Although glucose-induced ROS expression by endothelial cells has been reported by others (18
), outcomes are highly dependent on experimental conditions and the vascular bed and the species of origin of the endothelial cells (49
). Perhaps more important is that cell types typically contaminating retinal endothelial cultures, such as HMCs, HRPEs, pericytes, microglia, and astrocytes, may be the actual source of the glucose-induced cytokine production measured previously in retinal endothelial cell cultures.
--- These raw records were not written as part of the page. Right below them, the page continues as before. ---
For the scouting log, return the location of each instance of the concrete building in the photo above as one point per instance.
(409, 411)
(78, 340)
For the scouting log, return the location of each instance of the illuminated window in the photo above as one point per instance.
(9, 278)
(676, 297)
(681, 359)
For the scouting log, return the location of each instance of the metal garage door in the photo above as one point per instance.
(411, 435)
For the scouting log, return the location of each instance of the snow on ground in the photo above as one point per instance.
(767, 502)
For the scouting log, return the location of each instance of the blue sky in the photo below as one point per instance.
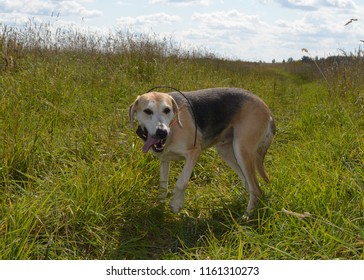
(251, 30)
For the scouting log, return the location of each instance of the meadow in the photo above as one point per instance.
(74, 183)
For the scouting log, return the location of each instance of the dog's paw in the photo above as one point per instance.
(176, 206)
(247, 216)
(176, 203)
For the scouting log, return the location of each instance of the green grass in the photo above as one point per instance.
(74, 183)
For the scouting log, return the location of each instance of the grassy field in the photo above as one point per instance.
(74, 183)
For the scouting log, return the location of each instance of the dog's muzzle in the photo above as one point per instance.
(156, 142)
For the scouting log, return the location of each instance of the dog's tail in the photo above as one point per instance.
(263, 148)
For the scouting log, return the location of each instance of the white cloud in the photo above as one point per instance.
(231, 20)
(182, 2)
(148, 21)
(46, 8)
(314, 4)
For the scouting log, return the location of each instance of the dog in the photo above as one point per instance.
(179, 126)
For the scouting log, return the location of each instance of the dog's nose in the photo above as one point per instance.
(161, 133)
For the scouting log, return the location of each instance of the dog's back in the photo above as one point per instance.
(213, 108)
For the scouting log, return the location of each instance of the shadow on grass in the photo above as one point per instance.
(156, 233)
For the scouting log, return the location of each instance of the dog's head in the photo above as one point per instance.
(155, 113)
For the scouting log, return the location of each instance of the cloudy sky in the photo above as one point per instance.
(251, 30)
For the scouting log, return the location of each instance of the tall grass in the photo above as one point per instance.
(75, 185)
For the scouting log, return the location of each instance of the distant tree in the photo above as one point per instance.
(306, 59)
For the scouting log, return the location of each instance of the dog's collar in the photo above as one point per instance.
(173, 122)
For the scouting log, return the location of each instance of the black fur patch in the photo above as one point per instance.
(213, 108)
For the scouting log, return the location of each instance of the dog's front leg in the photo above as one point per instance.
(181, 185)
(163, 181)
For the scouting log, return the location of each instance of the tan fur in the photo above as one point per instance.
(243, 143)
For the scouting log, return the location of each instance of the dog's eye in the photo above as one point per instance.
(148, 111)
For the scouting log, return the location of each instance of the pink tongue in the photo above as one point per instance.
(149, 143)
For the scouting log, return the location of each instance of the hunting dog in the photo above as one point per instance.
(177, 126)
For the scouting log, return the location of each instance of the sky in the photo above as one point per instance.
(249, 30)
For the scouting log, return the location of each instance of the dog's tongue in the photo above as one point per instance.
(149, 143)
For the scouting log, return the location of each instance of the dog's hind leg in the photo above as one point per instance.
(226, 152)
(181, 185)
(163, 180)
(242, 162)
(246, 161)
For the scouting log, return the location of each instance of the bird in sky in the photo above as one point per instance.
(350, 21)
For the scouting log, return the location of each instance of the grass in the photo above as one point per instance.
(74, 183)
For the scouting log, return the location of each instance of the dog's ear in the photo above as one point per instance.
(132, 109)
(176, 111)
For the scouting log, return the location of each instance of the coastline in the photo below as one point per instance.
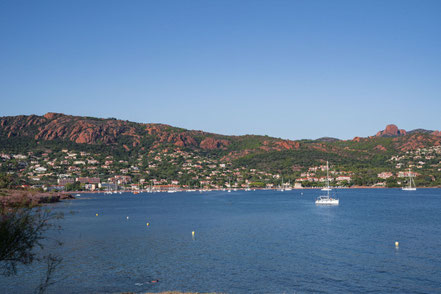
(10, 197)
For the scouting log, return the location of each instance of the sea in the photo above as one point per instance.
(244, 242)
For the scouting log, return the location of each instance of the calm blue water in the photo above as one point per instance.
(248, 242)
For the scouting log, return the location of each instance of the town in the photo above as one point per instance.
(171, 169)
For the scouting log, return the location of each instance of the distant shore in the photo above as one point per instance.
(242, 189)
(9, 197)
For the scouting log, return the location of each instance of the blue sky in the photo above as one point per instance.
(290, 69)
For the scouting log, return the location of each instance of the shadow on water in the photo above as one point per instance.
(259, 242)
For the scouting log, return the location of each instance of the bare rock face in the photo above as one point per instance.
(211, 144)
(391, 131)
(380, 148)
(52, 115)
(288, 144)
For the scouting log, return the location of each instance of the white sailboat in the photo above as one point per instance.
(410, 187)
(326, 200)
(288, 187)
(327, 188)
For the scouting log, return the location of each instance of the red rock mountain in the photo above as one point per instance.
(87, 130)
(391, 131)
(16, 130)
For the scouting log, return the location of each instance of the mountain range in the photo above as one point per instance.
(28, 132)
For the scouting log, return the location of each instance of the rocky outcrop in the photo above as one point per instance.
(287, 145)
(380, 148)
(212, 143)
(391, 131)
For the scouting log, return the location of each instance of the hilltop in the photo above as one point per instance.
(141, 150)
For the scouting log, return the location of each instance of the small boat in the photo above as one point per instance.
(326, 200)
(410, 187)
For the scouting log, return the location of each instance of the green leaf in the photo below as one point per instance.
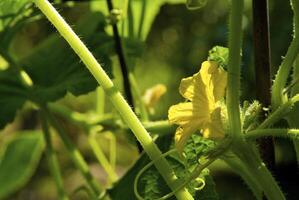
(195, 4)
(151, 11)
(13, 96)
(152, 186)
(19, 160)
(55, 69)
(11, 11)
(220, 55)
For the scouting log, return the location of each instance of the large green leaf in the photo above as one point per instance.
(19, 160)
(152, 186)
(12, 96)
(11, 11)
(55, 69)
(152, 8)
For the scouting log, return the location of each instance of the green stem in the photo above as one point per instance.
(283, 72)
(74, 153)
(53, 162)
(238, 167)
(115, 96)
(162, 127)
(141, 22)
(100, 101)
(279, 113)
(101, 157)
(249, 156)
(143, 111)
(112, 150)
(234, 63)
(81, 120)
(290, 133)
(130, 20)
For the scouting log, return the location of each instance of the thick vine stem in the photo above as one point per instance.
(115, 96)
(283, 72)
(249, 156)
(234, 62)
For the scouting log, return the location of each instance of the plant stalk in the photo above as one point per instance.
(258, 133)
(249, 156)
(234, 63)
(282, 75)
(115, 96)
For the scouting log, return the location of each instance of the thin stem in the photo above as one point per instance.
(238, 167)
(53, 162)
(142, 16)
(261, 38)
(290, 133)
(234, 63)
(283, 72)
(115, 96)
(143, 110)
(122, 59)
(100, 101)
(279, 113)
(162, 127)
(257, 168)
(112, 150)
(130, 20)
(74, 153)
(101, 157)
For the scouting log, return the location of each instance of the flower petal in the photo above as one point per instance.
(214, 129)
(188, 113)
(215, 79)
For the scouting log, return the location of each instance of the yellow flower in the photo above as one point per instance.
(202, 111)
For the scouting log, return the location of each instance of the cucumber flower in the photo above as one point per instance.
(202, 110)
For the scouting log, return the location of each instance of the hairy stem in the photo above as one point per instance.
(101, 157)
(282, 75)
(121, 58)
(279, 113)
(115, 96)
(234, 63)
(238, 167)
(290, 133)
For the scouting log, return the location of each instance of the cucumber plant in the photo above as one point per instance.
(212, 124)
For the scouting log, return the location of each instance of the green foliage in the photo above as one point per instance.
(195, 4)
(54, 69)
(10, 11)
(19, 160)
(251, 115)
(152, 186)
(220, 55)
(63, 70)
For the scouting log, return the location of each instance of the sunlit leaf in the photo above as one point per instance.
(152, 186)
(55, 69)
(195, 4)
(19, 160)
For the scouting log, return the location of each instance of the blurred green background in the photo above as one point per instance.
(178, 42)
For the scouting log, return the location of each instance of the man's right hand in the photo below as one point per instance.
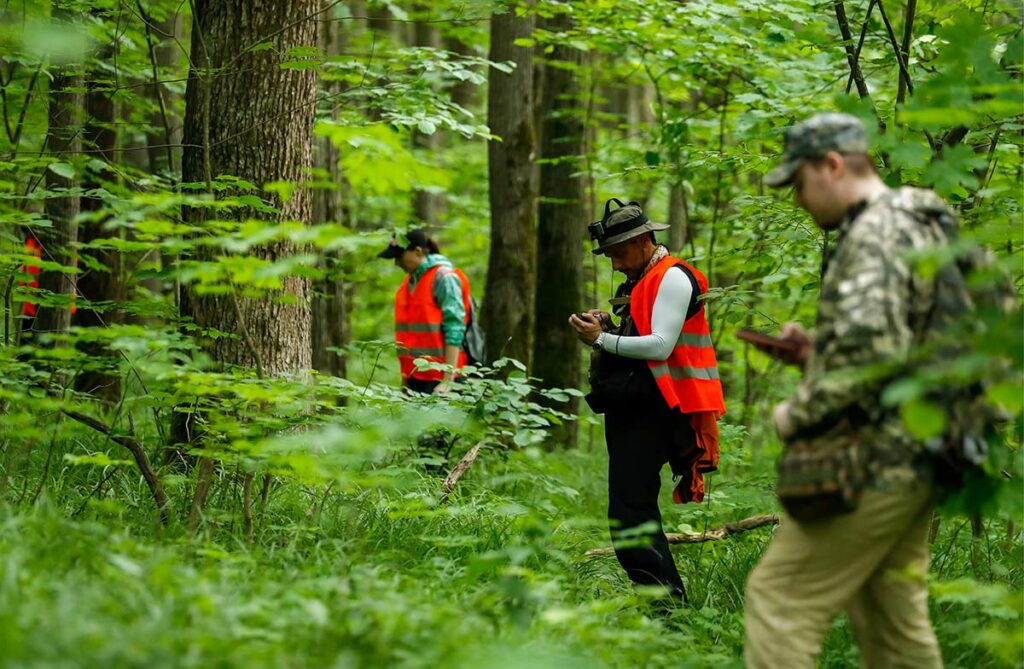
(797, 334)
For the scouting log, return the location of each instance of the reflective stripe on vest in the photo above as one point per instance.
(688, 379)
(418, 325)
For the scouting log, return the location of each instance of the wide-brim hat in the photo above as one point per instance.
(416, 238)
(621, 225)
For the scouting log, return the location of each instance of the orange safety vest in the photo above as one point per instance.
(418, 325)
(688, 379)
(32, 247)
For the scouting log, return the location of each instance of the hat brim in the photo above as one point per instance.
(391, 252)
(783, 174)
(625, 237)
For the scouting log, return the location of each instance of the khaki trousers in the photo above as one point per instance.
(870, 562)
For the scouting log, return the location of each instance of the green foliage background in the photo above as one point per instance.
(356, 558)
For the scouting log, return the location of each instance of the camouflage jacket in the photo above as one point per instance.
(872, 309)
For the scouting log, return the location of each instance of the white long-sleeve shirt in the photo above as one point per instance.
(671, 305)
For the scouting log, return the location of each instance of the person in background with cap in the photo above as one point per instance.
(872, 307)
(431, 311)
(655, 378)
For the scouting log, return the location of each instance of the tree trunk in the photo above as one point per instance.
(164, 134)
(428, 208)
(508, 310)
(331, 327)
(561, 217)
(96, 285)
(679, 219)
(464, 93)
(248, 117)
(64, 143)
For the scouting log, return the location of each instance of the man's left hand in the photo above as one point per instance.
(587, 329)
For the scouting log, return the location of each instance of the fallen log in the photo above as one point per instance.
(709, 535)
(460, 469)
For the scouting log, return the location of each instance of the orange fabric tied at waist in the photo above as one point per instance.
(701, 457)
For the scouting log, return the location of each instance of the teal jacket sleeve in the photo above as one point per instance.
(448, 295)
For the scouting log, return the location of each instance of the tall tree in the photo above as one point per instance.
(331, 319)
(561, 221)
(508, 311)
(64, 143)
(95, 285)
(429, 208)
(249, 117)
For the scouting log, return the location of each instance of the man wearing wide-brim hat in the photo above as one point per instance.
(655, 378)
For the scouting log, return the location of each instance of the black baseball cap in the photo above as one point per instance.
(416, 238)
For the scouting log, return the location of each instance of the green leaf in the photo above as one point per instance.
(923, 419)
(62, 169)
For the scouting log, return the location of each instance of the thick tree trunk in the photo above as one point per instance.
(561, 218)
(64, 143)
(248, 117)
(508, 309)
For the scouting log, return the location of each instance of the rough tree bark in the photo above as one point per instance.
(508, 311)
(561, 215)
(248, 117)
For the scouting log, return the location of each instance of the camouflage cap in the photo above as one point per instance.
(813, 138)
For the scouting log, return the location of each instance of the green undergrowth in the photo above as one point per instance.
(390, 576)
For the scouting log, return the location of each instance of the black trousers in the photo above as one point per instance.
(421, 385)
(640, 443)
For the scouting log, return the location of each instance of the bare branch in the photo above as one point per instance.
(138, 453)
(453, 478)
(708, 535)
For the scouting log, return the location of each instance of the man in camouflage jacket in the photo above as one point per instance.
(872, 310)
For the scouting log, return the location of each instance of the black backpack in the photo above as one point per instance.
(973, 421)
(475, 340)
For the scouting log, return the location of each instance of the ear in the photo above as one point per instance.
(836, 164)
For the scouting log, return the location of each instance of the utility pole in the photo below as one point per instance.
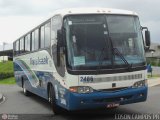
(3, 50)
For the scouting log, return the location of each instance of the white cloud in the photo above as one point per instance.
(19, 16)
HRPEs and HMCs exposed to high glucose produced 2.5 and 12.3 ng/ml IL-1β, respectively, which is 2.5- to 12.3-fold higher than the 1 ng/ml IL-1β required for stimulation of endothelial cells. Thus, cytokines secreted by these cells could in turn stimulate endothelial cell ROS production, apoptosis, activation of MAPK signaling cascades, tyrosine phosphorylation, NF-κB pathway activation, and adhesion molecules expression. We have extensively published studies using primary HREC cultures and only HRECs of 99% or higher purity, as were used in the current study.
In conclusion, our in vitro studies show that high glucose conditions do not increase endogenous ROS generation by HRECs but rather that these cells respond to cytokines that upregulate ROS. Furthermore, our in vitro studies also suggest that in vivo retinal endothelial injury resulting in capillary drop-out and the retinal pathology associated with diabetic retinopathy may be due primarily to glucose-induced cytokine release by neighboring cells rather than the direct effect of high glucose on endothelial cells.